La notion, à la différence et du concept et de l’idée, peut revêtir un caractère officiel, institutionnalisé, juridique. Quelques citations tirées du rapport de la Commission des lois constitutionnelles (Document  1105) de l’Assemblée nationale (France) nous le montrent bien.

Les tribunaux sont en effet liés par la notion de caractère privé du lieu considéré comme domicile;

Il s’ensuit que la notion de violence a dû être interprétée assez extensivement par la jurisprudence;

Il apparaît qu’on peut substituer à cette notion celle de voie de fait ou de contrainte;

Cette notion de tromperie ou de ruse n’est pas, à l’heure actuelle, retenue en l’absence de violence.

« Idée (nous revenons à Bénac) : représentation pure et simple des choses, qui peut advenir sans travail de notre part et être parfois fausse, chimérique.

Idée, on le voit, revêt un caractère plutôt spontané et peu affiné.

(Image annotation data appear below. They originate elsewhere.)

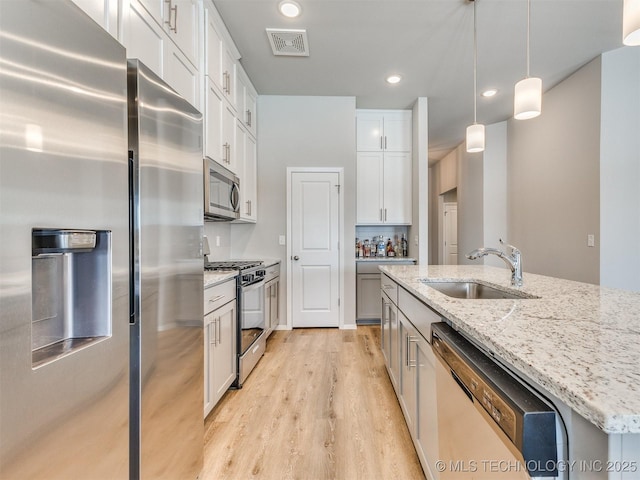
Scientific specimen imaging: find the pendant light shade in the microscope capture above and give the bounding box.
[467,123,484,153]
[622,0,640,46]
[513,0,542,120]
[467,0,484,153]
[513,77,542,120]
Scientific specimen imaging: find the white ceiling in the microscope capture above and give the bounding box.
[213,0,632,161]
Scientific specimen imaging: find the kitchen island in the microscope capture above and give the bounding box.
[380,265,640,480]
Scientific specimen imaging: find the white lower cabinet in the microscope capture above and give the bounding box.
[204,279,237,417]
[381,276,441,480]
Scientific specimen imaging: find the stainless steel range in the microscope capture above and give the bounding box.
[204,260,267,388]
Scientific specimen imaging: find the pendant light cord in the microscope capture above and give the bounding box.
[472,0,478,125]
[527,0,531,78]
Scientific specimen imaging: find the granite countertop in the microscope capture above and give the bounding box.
[356,257,416,263]
[380,265,640,434]
[204,270,238,288]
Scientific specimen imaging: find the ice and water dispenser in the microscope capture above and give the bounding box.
[31,228,112,368]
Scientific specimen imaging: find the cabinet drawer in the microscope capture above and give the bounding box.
[398,287,444,341]
[204,278,236,315]
[380,273,398,305]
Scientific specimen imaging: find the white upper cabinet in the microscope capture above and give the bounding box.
[356,110,413,225]
[236,64,258,137]
[73,0,119,39]
[130,0,200,66]
[356,110,411,152]
[205,5,240,109]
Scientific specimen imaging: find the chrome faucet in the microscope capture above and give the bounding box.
[467,239,522,287]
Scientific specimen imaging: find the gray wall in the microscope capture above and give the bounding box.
[456,143,484,265]
[507,58,600,284]
[230,95,356,326]
[482,121,508,268]
[600,47,640,291]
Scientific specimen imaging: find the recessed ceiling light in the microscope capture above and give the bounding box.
[387,74,402,84]
[278,0,302,18]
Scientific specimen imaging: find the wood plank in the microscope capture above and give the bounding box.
[200,326,425,480]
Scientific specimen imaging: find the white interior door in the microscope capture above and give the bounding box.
[290,172,340,328]
[443,203,458,265]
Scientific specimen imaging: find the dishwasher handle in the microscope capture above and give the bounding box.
[449,369,473,402]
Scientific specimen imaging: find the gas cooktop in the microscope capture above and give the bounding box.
[204,260,263,271]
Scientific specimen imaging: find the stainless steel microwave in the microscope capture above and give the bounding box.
[204,158,240,222]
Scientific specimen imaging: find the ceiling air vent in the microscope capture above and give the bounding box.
[267,28,309,57]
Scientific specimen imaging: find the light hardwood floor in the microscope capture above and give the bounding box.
[200,326,424,480]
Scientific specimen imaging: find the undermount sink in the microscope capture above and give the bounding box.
[421,280,540,300]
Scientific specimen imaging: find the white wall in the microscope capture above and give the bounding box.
[407,97,429,264]
[231,95,356,326]
[507,58,600,284]
[482,121,508,268]
[600,47,640,291]
[456,143,484,265]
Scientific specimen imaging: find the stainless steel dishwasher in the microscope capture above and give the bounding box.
[431,322,567,480]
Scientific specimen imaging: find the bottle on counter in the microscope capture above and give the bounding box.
[376,235,386,257]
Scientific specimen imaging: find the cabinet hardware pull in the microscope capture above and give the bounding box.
[164,0,178,33]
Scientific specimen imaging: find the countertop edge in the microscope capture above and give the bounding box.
[380,265,640,434]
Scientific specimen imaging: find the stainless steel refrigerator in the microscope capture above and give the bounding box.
[0,0,203,480]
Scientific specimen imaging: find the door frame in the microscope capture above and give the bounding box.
[286,167,347,330]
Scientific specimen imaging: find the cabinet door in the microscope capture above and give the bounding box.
[398,311,419,436]
[222,101,242,172]
[356,273,381,320]
[213,301,236,405]
[383,110,412,152]
[222,44,236,110]
[236,130,258,223]
[380,293,391,367]
[205,8,224,92]
[356,111,384,152]
[163,42,201,110]
[204,79,224,165]
[73,0,118,39]
[270,280,280,329]
[389,303,400,392]
[204,313,216,417]
[382,152,412,225]
[356,152,383,225]
[414,337,440,478]
[244,84,258,137]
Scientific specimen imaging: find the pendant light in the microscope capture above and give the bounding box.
[622,0,640,47]
[513,0,542,120]
[467,0,484,153]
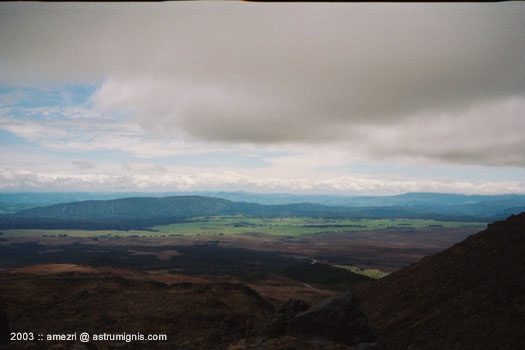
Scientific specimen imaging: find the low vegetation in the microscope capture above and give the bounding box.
[0,215,486,237]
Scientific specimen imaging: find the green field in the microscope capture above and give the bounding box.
[148,216,486,236]
[0,216,486,237]
[333,265,388,279]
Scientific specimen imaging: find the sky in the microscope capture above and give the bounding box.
[0,1,525,195]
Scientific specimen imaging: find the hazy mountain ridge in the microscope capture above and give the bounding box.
[0,192,525,230]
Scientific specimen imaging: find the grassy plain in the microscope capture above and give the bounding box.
[333,265,388,279]
[147,216,486,237]
[4,216,486,237]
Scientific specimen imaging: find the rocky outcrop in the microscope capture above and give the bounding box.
[266,292,382,349]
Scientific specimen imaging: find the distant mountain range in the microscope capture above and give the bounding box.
[0,192,525,229]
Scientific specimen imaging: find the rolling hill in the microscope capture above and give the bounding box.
[0,196,488,230]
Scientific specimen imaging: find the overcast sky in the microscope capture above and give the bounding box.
[0,2,525,194]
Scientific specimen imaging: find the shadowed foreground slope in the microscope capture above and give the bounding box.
[359,213,525,349]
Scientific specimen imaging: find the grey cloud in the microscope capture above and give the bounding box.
[0,2,525,166]
[71,160,97,170]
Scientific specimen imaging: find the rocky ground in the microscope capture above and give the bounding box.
[0,266,380,350]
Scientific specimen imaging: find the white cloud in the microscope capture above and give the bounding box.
[0,166,525,195]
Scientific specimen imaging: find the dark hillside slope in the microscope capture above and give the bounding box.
[359,213,525,349]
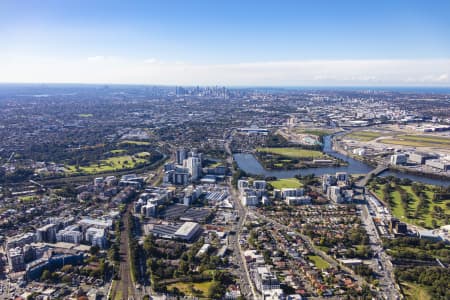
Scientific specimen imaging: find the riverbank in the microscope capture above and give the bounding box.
[233,136,450,186]
[332,137,450,185]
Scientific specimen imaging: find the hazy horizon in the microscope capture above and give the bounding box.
[0,0,450,87]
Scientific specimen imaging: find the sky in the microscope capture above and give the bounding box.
[0,0,450,87]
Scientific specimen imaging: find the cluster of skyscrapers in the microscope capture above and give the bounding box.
[164,148,202,185]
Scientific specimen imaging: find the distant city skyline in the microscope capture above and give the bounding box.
[0,0,450,87]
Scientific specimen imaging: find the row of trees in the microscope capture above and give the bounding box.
[395,266,450,299]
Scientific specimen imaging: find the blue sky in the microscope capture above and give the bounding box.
[0,0,450,85]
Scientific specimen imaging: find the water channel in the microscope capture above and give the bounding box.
[233,135,450,186]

Demandez à brûle-pourpoint à quelqu’un quelle est son idée de la violence. S’il vous répond sur-le-champ : « Mon idée, c’est … », vous saurez que c’est bien, en effet, son idée qu’il vous donne, et non sa notion et encore moins sa conception.

Les idées? Elles sont éphémères, changeantes. Elles ont le défaut de s’éparpiller à tel point qu’on ressent parfois le besoin de les rassembler. Elles revêtent un caractère personnel (« mon idée ») ou collectif (les idées « reçues »). Ce double caractère des idées se saisit au vu d’une foule d’expressions familières : idées avancées, idées courantes, idée d’ensemble, idée fixe, idée-force, idées saugrenues, idée toute faite, idée folle, juste idée, idée claire, idée fausse, pas la moindre idée, changer d’idée, manquer d’idées, idées du jour, idées noires, gaies, neuves, vétustes.

Certains défendent leurs idées avec acharnement. D’autres en cherchent. Les carencés en imagination les empruntent et même les volent à autrui. Les spongieux s’en font mettre en tête. Les opioniâtres refusent d’en démordre. Certains esprits en ont d’originales, voire de géniales. L’inattentif perd le fil des siennes. Le fat a une haute idée de lui-même, mais la notion qu’on a de lui est tout autre. Il y a un dictionnaire qui suggère des idées par les mots (Paul Rouaix). Les frivoles sautent d’une idée à l’autre. Les inconstants n’ont pas de suite dans leurs idées. Certains demandent à réfléchir à leur idée. Enfin, l’idée mène à l’acte.

Ce n’est point par amusement que nous avons ainsi psalmodié ces expressions et ces phrases qu’inspire à foison le mot idée. C’est pour faire saisir ce qu’idée comporte de simple, d’instinctif, d’inétudié.

Comment, après tout cela, traduire concept? Résumons : l’idée s’entend d’une représentation pure et simple d’une chose; la notion implique étude et jugement; le concept se rapporte à la chose elle-même savamment considérée.

Conclusion : s’agissant de traduire concept, adopter concept, notion ou idée selon le contexte anglais.